Insert Trust Relationship in AWS IAM Role
If you are using per-user authentication through an AWS IAM role, you must insert a trust relationship into the role so that the Alteryx Analytics Cloud can leverage it.
Prerequisites:
Nota
These steps should be performed by an AWS administrator.
Please acquire the following information:
Account ID: The AWS account identifier that the Alteryx Analytics Cloud should use for access.
Nota
This value is provided to you by Alteryx.
After it has been specified, this value is available for workspace administrators through the Admin console. See AWS Account Page.
External ID:The external identifier is set within the Alteryx Analytics Cloud. This value is available for workspace administrators through the Admin console. See AWS Account Page.
IAM role: The AWS IAM role that the Alteryx Analytics Cloud should use.
For more information on the AWS Principal options described below, please review https://docs.aws.amazon.com/IAM/latest/UserGuide/reference_policies_elements_principal.html.
Steps:
Login to the AWS console.
Open the IAM role for use with the Alteryx Analytics Cloud.

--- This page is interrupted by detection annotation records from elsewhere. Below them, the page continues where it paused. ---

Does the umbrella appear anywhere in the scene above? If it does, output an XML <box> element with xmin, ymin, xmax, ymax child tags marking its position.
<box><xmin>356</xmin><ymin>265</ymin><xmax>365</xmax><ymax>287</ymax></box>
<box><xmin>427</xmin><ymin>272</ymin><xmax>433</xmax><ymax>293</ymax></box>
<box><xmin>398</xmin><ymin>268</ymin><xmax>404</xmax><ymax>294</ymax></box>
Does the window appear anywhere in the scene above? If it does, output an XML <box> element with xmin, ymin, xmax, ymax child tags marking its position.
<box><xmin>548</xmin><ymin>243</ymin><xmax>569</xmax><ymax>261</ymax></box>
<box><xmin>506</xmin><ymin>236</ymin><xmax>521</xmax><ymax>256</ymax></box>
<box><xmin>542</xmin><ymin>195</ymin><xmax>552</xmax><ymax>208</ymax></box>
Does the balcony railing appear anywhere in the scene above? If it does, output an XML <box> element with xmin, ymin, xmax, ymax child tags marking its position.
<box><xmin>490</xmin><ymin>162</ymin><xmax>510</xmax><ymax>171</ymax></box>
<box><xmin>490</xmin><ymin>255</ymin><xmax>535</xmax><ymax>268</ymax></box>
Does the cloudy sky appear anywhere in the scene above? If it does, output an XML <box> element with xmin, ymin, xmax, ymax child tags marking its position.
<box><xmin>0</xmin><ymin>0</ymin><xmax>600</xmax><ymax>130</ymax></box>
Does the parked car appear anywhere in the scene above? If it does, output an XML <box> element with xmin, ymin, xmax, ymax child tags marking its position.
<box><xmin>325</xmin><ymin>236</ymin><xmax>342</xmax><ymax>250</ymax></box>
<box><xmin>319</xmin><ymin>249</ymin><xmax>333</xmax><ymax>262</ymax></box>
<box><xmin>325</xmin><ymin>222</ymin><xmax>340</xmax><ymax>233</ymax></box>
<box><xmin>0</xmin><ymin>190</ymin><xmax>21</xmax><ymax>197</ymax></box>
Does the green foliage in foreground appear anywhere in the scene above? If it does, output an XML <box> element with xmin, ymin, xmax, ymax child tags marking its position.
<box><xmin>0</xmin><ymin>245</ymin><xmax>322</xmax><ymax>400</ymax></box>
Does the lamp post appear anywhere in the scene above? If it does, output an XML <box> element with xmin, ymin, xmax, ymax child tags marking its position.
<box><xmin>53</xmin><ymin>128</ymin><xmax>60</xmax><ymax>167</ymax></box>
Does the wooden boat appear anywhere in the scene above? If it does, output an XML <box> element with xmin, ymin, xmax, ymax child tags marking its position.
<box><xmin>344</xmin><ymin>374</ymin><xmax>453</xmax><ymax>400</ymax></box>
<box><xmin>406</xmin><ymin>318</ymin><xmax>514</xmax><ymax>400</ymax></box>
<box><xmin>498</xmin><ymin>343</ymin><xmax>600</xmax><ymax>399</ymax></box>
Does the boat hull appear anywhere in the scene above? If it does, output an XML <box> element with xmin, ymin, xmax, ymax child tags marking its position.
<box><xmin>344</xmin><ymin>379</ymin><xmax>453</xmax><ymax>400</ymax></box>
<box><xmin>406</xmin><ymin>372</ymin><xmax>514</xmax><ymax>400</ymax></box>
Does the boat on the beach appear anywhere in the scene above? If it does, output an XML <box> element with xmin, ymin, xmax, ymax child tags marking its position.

Insert the following AWS policy snippet to define the trust relationship for this role:
{ "Version": "2012-10-17", "Statement": [ { "Effect": "Allow", "Principal": { "AWS": "<aws_account_id>" }, "Action": "sts:AssumeRole", "Condition": { "StringLike": { "sts:ExternalId": [ "<external_id>" ] } } } ] }
where:
Setting
Description
<aws_account_id>
The AWS account identifier for the Alteryx Analytics Cloud
<external_id>
The external identifier generated by the Alteryx Analytics Cloud
Save the IAM role definition.
Nota
The AWS account ID value must be applied to every user profile that requires access through this IAM role. See User Profile Page.